Il 1969 è uno degli anni musicalmente più proficui per il gruppo, che si esibì in ben 141 concerti. Il 10 novembre la band pubblica Live Dead, diretta testimonianza del fascino sottilmente esoterico della loro musica. Le incisioni appartengono a due concerti dell’inverno precedente, registrati a San Francisco: leader del gruppo è Jerry Garcia, chitarrista dotato di una tecnica personale e strabiliante derivata dall’uso del finger picking, a cui si affiancano Bob Weir come seconda chitarra e voce, Phil Lesh al basso oltre a due tastieristi e due batteristi. Seguono nel 1970 Workingman’s Dead e American Beauty, due album in studio in cui alla sperimentazione sonora si affianca la riscoperta dei fondamenti della musica folk americana. Dal ’71 la struttura del gruppo subisce una serie di cambiamenti: nuovi musicisti introducono nelle jam del gruppo sfumature più raffinate, senza snaturare la coesa massa sonora costruita negli anni Sessanta. Il 7 aprile del 1972 la band sbarca finalmente a Wembley, inaugurando il primo tour europeo e regalando al pubblico una raccolta di concerti strabilianti.
Nonostante le notevoli performance eseguite sul Vecchio continente, il gruppo non riuscirà a ottenere lo stesso successo di cui godeva negli Stati Uniti, forse perché considerato una delle tante band psichedeliche della Bay Area o forse perché la sua musica, intimamente legata alla tradizione americana e alla pratica dell’improvvisazione, era animata da uno spirito anarchico e libertario che gli europei non seppero cogliere.

L’identità del Deadhead

Con l’avanzare degli anni Settanta, i Grateful Dead incidono capolavori quali Blues for Allah e Terrapin Station, organizzando concerti suggestivi come Live in Giza (eseguito sotto le grandi piramidi), One from the Vault e Cornell ’77. Concluderanno la loro carriera nel 1995, dopo la prematura scomparsa di Jerry Garcia. I Dead sono stati il primo vero gruppo open source: meno interessati al lavoro in studio, preferiranno sempre pubblicare i concerti dal vivo in cui lasciavano al pubblico la totale possibilità di registrare (davanti al palco, nelle fotografie, si osserva una vera e propria selva di microfoni).
Il loro atteggiamento libertario, il largo spazio dato all’improvvisazione, la spontaneità delle performance hanno incantato svariate generazioni, riunite sotto l’appellativo di Deadhead. Le “teste morte” sono ancora oggi una bizzarra comunità, elemento intrinseco alla musica del gruppo: mai vi è stato pubblico più affezionato a una band e a ciò che essa ha rappresentato. In tre decenni di carriera i Grateful Dead hanno diffuso un messaggio di amore, fratellanza e libertà, facendosi alfieri della più genuina controcultura hippie. Un faro luminoso in un mare in tempesta.

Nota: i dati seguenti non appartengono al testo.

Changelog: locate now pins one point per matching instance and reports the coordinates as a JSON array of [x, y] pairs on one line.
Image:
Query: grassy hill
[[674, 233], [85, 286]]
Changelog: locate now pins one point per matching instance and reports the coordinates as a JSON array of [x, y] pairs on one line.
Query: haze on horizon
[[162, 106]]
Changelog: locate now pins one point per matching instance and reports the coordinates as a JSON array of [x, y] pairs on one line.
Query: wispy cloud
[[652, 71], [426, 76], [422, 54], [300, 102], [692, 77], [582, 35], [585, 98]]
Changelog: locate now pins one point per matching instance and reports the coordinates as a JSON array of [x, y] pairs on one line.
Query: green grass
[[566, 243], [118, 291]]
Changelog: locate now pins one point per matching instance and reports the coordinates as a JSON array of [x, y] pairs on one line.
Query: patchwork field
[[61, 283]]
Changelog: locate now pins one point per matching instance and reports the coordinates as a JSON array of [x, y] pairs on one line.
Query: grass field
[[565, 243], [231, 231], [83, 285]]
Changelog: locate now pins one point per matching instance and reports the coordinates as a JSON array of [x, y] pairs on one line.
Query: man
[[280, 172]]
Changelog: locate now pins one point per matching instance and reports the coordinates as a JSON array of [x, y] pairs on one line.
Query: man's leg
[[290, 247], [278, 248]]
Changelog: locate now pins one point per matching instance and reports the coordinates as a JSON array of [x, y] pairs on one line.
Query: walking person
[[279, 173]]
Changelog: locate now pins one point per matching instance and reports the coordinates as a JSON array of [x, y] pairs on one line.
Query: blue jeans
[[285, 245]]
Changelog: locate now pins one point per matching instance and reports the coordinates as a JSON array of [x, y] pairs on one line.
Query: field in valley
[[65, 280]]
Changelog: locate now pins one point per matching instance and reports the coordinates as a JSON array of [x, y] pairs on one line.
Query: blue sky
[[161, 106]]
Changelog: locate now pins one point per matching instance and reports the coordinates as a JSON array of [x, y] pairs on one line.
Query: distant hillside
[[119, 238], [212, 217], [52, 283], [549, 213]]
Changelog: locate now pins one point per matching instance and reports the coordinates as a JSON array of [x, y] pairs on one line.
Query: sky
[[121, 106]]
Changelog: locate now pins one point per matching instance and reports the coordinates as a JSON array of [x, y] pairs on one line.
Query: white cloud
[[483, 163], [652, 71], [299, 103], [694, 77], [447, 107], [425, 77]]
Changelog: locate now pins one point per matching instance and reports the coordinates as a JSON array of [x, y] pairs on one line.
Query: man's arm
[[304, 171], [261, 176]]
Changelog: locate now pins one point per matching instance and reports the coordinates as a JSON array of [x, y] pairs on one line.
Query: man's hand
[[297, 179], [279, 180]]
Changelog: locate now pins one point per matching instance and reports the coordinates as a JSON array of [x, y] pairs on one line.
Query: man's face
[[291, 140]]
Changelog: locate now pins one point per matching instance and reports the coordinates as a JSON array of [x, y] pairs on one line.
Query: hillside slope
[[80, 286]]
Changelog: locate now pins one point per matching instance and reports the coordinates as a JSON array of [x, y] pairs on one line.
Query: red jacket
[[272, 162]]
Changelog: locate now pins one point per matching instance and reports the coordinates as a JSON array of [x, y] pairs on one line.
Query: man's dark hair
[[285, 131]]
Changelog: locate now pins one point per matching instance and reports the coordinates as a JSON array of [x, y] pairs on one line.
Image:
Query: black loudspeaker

“Long Strange Trip”: il film

L’universo dei Grateful Dead non è uno spazio facile in cui orientarsi. Vi sono migliaia di elementi, disciolti in un anarchismo radicale la cui unica cornice è lo scorrere del tempo. Per chi volesse approfondire, non si può non citare Long Strange Trip, lucida testimonianza documentaristica sulla loro vicenda umana e artistica. Presentata nel gennaio 2017 al Sundance Film Festival, la pellicola, prodotta fra gli altri da Martin Scorsese, raccoglie interviste e inedite testimonianze audiovisive di concerti e momenti intimi di confronto tra i membri della band. Vi si narra la formazione e le origini, dal movimento beatnik sino agli ultimi monumentali concerti negli anni Novanta. Disponibile sulla piattaforma streaming Amazon Prime Video, il documentario è diviso in sei episodi di circa 45 minuti l’uno. Altro lungometraggio degno di notorietà è Anthem of Beauty, centrato sulla realizzazione di American Beauty, storicamente considerato come uno dei dischi in studio che maggiormente hanno contribuito a definire il profilo artistico e pubblico del gruppo.